Grâce à cette exposition, j’ai découvert que Bazille était
d’abord destiné à être médecin ; il commence à Montpellier ses études de
médecine avant d’obtenir l’autorisation de ses parents de les poursuivre à
Paris. Ce transfert lui permet en réalité de commencer un « double
cursus » : il entre dans l’atelier de Gleyre et finira par abandonner
la médecine pour se concentrer uniquement à la peinture. C’est donc là qu’il
rencontre Monet, Renoir, … toute cette jeune génération que nous connaissons
sous le nom d’impressionnistes.
Paris est le cœur de la bohème… Tous les artistes se
côtoient quelque soit leur domaine de prédilection… La rencontre avec Edmond Maître,
pianiste, sera capitale pour Frédéric Bazille.

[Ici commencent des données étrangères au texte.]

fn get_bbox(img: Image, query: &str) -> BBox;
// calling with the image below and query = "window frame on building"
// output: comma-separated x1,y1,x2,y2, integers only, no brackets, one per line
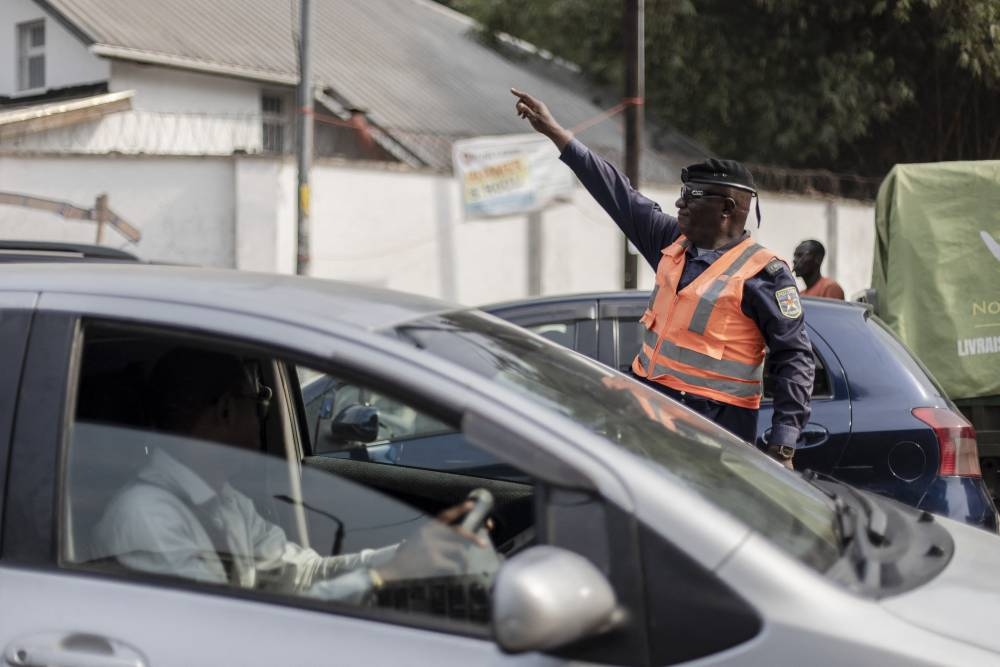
261,92,288,154
17,19,46,92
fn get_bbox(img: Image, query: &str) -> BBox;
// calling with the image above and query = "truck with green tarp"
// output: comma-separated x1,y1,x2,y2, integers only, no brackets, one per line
869,160,1000,500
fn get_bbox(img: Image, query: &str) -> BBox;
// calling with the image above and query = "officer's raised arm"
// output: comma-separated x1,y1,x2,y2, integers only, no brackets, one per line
511,88,677,266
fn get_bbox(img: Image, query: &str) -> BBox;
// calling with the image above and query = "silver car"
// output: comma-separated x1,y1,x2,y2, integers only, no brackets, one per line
0,263,998,667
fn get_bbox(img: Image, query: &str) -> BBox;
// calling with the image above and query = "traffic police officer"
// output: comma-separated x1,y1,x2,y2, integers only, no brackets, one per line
511,88,815,469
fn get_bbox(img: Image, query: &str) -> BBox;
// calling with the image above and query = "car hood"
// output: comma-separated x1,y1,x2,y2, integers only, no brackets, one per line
880,516,1000,653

Scène d'été 1869, Huile sur toile Fogg Art Museum, Cambridge, Massachusetts |
Cette exposition montre également une face largement
méconnue de l’œuvre du peintre. Il n’y a pas que des tableaux
pré-impressionnistes chez cet artiste. Son intérêt s’est porté sur tous les
genres : natures mortes (superbes bouquets de fleurs), portraits, et un
dernier tableau inspiré de la Bible. L ’on
sait également que le peintre inscrivit sur son livret militaire qu’il était
peintre d’histoire.
Quelle drôle d’idée ! Cela pose une question
essentielle : Bazille aurait-il été impressionniste s’il avait survécu à
la guerre franco-prussienne ?
Doit-on y voir une envie de rentrer dans le rang ?
Après tout, la famille lui avait accordé le droit d’arrêter ses études de
médecine pour être peintre … Mais peintre d’histoire dans les années 1860 était
plus acceptable que barbouilleur de paysages hostile à l’Académie (ainsi
étaient perçus les futurs impressionnistes).
Lui qui se sentait terriblement à part, ne voulait-il pas au
moins professionnellement parlant plaire à ses parents ?
Car la vie personnelle de Bazille est restée longtemps un mystère ; la bonne société du XIXè siècle (puis celle du XXè…) refusant d’ouvrir les yeux sur les préférences de ce jeune homme.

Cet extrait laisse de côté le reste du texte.